Amazon Kinesis Data Streams
The course is part of this learning path
This course is part 2 of 2 on how to stream data using Amazon Kinesis Data Streams.
The course covers shard capacity, Kinesis Data Streams as a streaming storage layer, and the basics of securing data in a Kinesis Data Stream.
- Build upon the topics covered in Amazon Kinesis Data Streams Part 1
- Learn about shard capacity, scaling, and limits
- Obtain an in-depth understanding of how a data streaming service is layered and its operations
- Understand how to secure a Kinesis Data Stream
This course is intended for people that want to learn how to stream data into the AWS cloud using Amazon Kinesis Data Streams.

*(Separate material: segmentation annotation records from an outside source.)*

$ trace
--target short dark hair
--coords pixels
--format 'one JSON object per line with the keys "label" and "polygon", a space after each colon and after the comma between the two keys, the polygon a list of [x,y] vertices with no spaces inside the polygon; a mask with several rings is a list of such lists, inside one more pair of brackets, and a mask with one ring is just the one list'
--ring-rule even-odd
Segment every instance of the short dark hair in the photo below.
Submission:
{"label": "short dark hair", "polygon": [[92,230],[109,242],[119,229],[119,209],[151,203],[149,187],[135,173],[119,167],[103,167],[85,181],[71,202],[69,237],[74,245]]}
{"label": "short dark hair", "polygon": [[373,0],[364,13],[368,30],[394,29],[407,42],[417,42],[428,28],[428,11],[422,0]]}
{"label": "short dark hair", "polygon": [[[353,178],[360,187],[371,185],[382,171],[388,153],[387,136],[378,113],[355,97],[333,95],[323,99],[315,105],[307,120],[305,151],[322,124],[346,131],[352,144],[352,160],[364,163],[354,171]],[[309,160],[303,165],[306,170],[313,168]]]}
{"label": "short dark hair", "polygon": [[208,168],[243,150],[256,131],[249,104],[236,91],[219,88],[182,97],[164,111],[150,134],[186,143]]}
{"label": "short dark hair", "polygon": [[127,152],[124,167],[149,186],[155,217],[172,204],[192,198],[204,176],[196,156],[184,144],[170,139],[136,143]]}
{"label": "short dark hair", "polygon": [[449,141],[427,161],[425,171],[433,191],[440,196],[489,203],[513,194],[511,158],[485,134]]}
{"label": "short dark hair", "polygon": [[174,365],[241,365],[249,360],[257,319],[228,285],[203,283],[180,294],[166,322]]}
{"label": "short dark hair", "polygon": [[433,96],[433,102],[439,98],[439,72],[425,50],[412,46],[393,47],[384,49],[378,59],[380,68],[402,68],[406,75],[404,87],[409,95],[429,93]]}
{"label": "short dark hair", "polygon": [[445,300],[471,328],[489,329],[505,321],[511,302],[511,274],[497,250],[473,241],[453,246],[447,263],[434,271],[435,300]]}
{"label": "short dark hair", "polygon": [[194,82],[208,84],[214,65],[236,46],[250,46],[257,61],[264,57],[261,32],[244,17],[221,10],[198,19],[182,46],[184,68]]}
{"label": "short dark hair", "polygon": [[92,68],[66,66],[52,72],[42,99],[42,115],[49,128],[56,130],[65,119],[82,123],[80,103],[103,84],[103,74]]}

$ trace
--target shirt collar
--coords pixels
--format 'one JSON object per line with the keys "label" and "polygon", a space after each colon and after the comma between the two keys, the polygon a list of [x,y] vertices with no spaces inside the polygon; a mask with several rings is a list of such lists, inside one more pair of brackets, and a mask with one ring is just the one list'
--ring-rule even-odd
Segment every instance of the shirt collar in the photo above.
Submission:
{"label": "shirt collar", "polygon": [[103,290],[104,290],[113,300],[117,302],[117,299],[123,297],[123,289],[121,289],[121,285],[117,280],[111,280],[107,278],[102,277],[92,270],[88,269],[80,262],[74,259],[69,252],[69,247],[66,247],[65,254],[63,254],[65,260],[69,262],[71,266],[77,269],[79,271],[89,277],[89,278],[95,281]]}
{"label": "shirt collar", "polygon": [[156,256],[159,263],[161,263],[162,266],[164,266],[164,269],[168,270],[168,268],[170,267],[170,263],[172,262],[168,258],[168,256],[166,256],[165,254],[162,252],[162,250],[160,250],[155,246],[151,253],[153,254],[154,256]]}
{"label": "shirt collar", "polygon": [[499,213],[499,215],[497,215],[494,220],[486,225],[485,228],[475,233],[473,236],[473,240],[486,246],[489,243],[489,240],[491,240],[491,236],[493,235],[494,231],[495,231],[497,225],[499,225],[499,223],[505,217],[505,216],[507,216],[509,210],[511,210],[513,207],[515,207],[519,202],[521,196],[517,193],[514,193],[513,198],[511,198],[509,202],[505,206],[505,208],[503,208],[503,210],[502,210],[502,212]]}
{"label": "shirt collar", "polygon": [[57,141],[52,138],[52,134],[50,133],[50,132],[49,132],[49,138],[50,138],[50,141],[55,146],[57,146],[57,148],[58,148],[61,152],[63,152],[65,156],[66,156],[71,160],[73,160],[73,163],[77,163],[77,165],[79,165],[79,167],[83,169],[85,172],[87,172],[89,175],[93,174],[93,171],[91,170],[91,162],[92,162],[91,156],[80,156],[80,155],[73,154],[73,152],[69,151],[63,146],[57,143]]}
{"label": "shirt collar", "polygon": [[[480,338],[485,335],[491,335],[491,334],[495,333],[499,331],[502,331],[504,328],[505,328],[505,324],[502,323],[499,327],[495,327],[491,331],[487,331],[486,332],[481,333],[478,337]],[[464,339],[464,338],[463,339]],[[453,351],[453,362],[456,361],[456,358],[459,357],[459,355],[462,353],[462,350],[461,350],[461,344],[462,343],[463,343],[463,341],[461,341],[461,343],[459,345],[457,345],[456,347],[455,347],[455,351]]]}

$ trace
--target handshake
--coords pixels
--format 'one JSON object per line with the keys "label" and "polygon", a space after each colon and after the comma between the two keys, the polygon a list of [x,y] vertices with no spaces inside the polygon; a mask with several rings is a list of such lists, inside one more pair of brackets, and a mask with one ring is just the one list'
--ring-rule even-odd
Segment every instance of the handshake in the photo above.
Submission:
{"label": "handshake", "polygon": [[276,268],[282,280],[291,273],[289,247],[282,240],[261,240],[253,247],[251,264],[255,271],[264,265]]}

To get the most out of this course, you should have a basic knowledge of the AWS platform.
Hello! I'm Stephen Cole, a trainer here at Cloud Academy and I'd like to welcome you to this lecture presenting a discussion on the topic of Amazon Kinesis Data Streams security.
As a quick review, I'm going to start with a discussion of security principles before moving into the topic of how to secure a Kinesis Data Stream.
In a production account, it's important to follow the Principle of Least Privilege.
There are a number of reasons to do this and they generally fall under three categories; organizational, technical, and personal.
In general, we are stewards of the data in our care. From an organizational standpoint, giving people the least amount of access required to do their job ensures that the risk for unauthorized access and use of data is limited.
From a technical standpoint, building a set of controls for data stewardship that is modular makes compliance within an organization easier to manage, obey, and enforce.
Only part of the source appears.